Doch die Kräfte der Reaktion, die sich im dem Wirtschaftsressort vorbehaltenen Teil des FAZ-Gebäudes gesammelt haben, lassen sich von dem Kriegsgeheul der Feuilletonisten nicht abschrecken. Jetzt kommt ihnen zugute, dass sie jahrzehntelang die Rüstungsindustrie gelobhudelt haben, an frischen Granaten jedenfalls besteht kein Mangel.
Wird auf diese Weise der Weltuntergang, der ja bekanntlich am 21. Dezember kommen muss (siehe Disko, Seite 18), eingeläutet werden? Glaubt man den Kolleginnen und Kollegen in den Medienredaktionen, so wäre es möglich.

Nach Meinung vieler hat sich das Feuilleton der FAZ in den vergangenen Monaten nach links gewandt.

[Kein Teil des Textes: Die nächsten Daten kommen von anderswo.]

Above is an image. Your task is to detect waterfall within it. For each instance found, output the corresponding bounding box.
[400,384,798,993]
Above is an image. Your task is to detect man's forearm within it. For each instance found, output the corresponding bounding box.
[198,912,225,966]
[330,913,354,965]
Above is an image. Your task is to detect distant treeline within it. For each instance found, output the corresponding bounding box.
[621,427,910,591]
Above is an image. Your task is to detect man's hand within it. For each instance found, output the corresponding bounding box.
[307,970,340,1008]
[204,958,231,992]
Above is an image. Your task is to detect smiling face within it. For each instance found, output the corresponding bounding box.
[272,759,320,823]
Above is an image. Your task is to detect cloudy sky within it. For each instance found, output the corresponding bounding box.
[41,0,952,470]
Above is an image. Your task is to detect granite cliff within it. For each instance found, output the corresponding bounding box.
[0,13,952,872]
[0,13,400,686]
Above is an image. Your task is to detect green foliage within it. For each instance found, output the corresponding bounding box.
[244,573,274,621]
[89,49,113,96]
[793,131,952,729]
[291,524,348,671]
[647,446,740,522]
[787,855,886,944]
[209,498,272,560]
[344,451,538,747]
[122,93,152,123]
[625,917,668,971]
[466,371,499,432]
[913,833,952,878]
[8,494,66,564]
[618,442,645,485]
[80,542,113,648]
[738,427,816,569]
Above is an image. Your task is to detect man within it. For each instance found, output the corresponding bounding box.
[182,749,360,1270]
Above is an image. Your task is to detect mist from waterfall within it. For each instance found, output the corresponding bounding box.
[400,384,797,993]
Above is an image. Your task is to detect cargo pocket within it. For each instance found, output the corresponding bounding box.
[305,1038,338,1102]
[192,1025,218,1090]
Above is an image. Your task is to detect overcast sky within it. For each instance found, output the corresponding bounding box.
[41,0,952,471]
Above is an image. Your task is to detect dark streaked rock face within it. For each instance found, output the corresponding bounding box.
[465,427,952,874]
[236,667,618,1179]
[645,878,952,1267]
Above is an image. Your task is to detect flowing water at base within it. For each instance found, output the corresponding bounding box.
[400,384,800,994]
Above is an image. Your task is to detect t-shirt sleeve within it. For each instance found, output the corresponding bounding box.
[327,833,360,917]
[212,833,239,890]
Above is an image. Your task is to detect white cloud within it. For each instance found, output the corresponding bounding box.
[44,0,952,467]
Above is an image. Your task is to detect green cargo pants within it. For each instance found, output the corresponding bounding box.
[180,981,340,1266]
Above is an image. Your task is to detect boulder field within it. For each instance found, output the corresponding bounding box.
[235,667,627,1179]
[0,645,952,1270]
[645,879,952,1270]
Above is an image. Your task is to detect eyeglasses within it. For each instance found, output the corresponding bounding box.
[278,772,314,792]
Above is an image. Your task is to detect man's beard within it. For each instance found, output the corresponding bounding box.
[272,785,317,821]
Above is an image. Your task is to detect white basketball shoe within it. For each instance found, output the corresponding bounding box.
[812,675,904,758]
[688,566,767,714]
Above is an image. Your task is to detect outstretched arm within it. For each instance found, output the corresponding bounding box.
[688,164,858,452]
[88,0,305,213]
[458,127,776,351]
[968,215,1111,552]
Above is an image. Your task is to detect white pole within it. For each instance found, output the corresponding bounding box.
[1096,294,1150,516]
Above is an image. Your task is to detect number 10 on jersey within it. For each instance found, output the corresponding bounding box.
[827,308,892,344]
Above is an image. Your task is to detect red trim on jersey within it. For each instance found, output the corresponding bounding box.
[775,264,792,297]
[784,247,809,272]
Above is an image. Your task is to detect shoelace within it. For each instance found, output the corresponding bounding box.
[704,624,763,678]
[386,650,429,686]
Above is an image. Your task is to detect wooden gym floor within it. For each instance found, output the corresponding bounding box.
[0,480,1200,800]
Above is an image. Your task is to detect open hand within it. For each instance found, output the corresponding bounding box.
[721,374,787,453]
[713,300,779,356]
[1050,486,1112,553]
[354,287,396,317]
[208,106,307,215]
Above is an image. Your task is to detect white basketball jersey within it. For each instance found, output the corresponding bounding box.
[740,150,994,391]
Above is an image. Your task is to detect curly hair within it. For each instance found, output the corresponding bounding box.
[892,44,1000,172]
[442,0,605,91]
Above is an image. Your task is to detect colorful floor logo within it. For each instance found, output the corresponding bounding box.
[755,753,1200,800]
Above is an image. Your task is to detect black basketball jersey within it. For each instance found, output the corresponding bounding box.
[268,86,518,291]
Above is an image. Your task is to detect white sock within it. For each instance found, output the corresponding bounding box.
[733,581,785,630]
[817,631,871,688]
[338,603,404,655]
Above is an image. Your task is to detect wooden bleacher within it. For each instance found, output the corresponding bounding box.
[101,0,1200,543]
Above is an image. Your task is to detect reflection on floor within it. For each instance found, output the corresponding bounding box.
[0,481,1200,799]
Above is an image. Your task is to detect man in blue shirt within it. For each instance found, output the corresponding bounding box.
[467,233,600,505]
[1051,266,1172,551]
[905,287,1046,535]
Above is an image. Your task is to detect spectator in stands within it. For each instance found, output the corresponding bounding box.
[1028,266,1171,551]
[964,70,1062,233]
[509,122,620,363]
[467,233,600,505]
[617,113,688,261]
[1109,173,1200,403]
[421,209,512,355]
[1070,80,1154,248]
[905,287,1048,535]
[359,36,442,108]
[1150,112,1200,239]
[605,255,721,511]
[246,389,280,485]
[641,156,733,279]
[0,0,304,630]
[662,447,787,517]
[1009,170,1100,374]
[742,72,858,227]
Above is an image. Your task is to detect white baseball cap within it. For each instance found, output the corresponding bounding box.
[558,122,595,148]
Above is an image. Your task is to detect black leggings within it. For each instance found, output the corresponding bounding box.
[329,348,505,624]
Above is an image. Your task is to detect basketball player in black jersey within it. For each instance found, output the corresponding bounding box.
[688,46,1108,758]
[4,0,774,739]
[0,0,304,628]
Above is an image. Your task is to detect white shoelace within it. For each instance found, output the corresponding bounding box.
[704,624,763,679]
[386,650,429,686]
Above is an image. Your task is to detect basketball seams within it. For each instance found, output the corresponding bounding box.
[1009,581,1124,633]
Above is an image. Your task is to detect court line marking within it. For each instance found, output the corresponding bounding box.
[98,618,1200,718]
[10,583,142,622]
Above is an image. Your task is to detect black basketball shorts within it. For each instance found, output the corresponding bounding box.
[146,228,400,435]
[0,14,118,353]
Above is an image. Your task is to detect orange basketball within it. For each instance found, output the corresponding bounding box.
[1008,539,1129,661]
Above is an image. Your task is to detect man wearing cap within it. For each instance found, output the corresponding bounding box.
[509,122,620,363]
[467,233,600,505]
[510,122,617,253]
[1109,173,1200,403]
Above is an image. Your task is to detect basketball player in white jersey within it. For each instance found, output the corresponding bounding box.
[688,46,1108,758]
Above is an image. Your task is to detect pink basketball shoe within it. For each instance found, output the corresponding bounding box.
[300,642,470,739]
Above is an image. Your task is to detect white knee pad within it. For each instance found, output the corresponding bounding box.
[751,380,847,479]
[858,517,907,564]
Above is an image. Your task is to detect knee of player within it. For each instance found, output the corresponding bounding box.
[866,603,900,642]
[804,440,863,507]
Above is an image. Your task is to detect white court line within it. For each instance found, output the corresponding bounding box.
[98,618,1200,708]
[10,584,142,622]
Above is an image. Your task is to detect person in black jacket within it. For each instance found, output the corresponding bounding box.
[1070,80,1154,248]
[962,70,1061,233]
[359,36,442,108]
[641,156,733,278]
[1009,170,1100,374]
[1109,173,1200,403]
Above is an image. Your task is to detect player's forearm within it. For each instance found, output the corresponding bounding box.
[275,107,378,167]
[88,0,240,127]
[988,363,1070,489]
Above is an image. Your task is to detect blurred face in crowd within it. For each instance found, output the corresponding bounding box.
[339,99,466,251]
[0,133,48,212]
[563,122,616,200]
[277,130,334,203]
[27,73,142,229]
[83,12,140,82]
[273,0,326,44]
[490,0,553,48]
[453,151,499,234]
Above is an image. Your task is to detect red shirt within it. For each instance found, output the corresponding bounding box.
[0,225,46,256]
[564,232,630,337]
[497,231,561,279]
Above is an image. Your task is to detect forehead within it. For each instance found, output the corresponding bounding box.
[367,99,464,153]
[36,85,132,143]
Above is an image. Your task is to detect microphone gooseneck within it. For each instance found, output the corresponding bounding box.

Anzeichen dafür gibt es viele. Der Herausgeber des Feuilletons, Frank Schirrmacher, fragte sich selbst, ob die Linke nicht doch richtig liege in ihrer Interpretation der Welt; Lorenz Jäger, der bis dato eher rechts von der CDU stand, wollte plötzlich nicht mehr als Konservativer gelten; die Theoretiker Jens Becker, Wolfgang Streeck, Michael Hudson und David Graeber wurden zustimmend zitiert oder schrieben selbst über die Tücken des Kapitalismus. Dietmar Dath durfte an prominenter Stelle des Blattes den Sozialismus propagieren, Sahra Wagenknecht den Kapitalismus bekämpfen und Nils Minkmar, der seit diesem Monat der neue Feuilletonchef ist, griff den Verfassungsschutz angesichts seines Umgangs mit dem rechten Terror äußerst scharf an. Über die »Occupy«-Bewegung oder die Piratenpartei wird schließlich auffallend freundlich und ganz ohne die übliche Häme berichtet. Früher hätte die FAZ das alles für einen Angriff auf die freiheitlich-demokratische Grundordnung gehalten.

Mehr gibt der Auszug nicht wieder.